Certain activist shareholders involved in proxy contests have offered special compensation (e.g., a fee for agreeing to be nominated on the activist’s slate or performance-related bonuses after election) to their director nominees.Activists state a desire to compensate nominees who commit time and risk a public proxy fight, but such arrangements call into question who the dissident director nominee is really representing — all the target company’s shareholders or just the activist. Indeed, it is this very concern that results in unaffiliated nominees of activists being more likely to be elected than employees of activist firms.

Leading commentators have criticized special compensation arrangements with dissident director nominees as:

  • creating incentives to trigger the special compensation arrangements, even if not in the best interests of all shareholders;
  • potentially sacrificing long-term value for short-term gain;
  • creating a dysfunctional board, as dissident and non-dissident directors are compensated and motivated differently from each other;
  • introducing conflicts and complexity to strategic reviews and impacting dissident directors’ abilities to satisfy their fiduciary duties; and
  • undermining the board’s ability to set compensation and determine the timeframe for achieving corporate goals.

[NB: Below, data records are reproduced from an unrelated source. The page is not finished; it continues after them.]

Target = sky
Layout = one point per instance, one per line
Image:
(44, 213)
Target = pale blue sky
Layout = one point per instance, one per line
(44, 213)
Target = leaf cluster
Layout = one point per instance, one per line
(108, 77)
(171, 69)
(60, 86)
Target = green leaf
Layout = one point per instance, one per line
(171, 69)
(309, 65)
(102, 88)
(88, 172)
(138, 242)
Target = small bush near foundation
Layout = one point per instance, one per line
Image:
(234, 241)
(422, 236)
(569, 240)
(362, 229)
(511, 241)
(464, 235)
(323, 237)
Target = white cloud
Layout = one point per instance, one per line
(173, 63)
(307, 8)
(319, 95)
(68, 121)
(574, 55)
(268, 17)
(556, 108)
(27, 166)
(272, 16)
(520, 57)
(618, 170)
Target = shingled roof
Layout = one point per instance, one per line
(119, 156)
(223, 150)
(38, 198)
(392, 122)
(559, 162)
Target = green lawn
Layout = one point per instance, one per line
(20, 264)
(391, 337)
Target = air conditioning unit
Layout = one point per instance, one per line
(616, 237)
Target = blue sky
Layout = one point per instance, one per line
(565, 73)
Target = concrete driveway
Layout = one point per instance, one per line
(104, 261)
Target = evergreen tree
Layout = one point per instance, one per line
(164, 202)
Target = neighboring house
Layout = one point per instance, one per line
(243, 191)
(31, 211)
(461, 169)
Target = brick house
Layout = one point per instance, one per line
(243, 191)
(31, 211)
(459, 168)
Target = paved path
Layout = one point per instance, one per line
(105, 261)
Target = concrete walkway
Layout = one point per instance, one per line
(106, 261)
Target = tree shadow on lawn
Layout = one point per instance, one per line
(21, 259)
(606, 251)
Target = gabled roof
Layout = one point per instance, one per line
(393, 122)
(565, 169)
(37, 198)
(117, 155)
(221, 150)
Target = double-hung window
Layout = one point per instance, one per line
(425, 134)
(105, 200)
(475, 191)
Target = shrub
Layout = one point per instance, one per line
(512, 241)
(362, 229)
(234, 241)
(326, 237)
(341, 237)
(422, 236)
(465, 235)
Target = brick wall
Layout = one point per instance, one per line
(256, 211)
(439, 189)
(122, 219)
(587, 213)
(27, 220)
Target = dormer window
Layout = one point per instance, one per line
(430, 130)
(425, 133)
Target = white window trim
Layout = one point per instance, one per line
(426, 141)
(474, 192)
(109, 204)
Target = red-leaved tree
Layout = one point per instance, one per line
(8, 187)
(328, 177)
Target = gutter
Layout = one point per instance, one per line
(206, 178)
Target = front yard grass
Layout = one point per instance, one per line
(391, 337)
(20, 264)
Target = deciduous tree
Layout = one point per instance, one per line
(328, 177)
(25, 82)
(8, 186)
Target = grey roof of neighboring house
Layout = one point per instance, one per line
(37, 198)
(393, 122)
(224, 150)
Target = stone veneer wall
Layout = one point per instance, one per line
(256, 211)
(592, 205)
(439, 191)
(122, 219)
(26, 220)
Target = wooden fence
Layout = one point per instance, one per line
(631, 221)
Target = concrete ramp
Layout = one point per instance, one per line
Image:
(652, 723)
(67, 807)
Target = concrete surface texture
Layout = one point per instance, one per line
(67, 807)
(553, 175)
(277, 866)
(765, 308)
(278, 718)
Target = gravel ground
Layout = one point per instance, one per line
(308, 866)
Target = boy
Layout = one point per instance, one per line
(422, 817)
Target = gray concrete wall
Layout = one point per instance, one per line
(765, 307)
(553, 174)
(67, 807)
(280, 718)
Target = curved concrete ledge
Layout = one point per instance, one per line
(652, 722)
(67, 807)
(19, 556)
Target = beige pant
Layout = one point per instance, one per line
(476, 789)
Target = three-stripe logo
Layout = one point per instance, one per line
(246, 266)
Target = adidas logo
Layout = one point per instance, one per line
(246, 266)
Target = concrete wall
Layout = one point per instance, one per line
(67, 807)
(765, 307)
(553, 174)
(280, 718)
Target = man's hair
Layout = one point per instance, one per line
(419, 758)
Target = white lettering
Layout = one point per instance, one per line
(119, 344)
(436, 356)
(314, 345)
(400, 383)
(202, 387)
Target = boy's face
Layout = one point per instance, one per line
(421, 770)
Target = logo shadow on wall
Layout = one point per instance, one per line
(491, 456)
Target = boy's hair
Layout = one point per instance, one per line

In response, some companies have adopted, or considered adopting, bylaws prohibiting nominees who are given these special compensation arrangements.Adopting a bylaw disqualifying director nominees who are parties to special compensation arrangements would not prevent an activist from nominating a director, reimbursing such nominee’s expenses, or indemnifying such nominee in connection with the solicitation, or from providing compensation to a nominee for his or her efforts if he or she is not elected. Such a bylaw would also not disqualify a principal or employee of the activist fund from serving as a director merely because his or her compensation may depend on the trading price of the target company shares.

Boards of target companies can generally adopt a bylaw disqualifying director nominees who are parties to  special compensation arrangements without a shareholder vote. Note, however, that ISS and Glass Lewis believe that the best governance practice for boards wishing to implement a restriction on dissident director nominee compensation is to allow shareholders to vote upon the ratification of such a bylaw, and both have stated that   they will recommend that shareholders vote against corporate governance committee members at annual meetings if the board has adopted such a bylaw without seeking shareholder approval.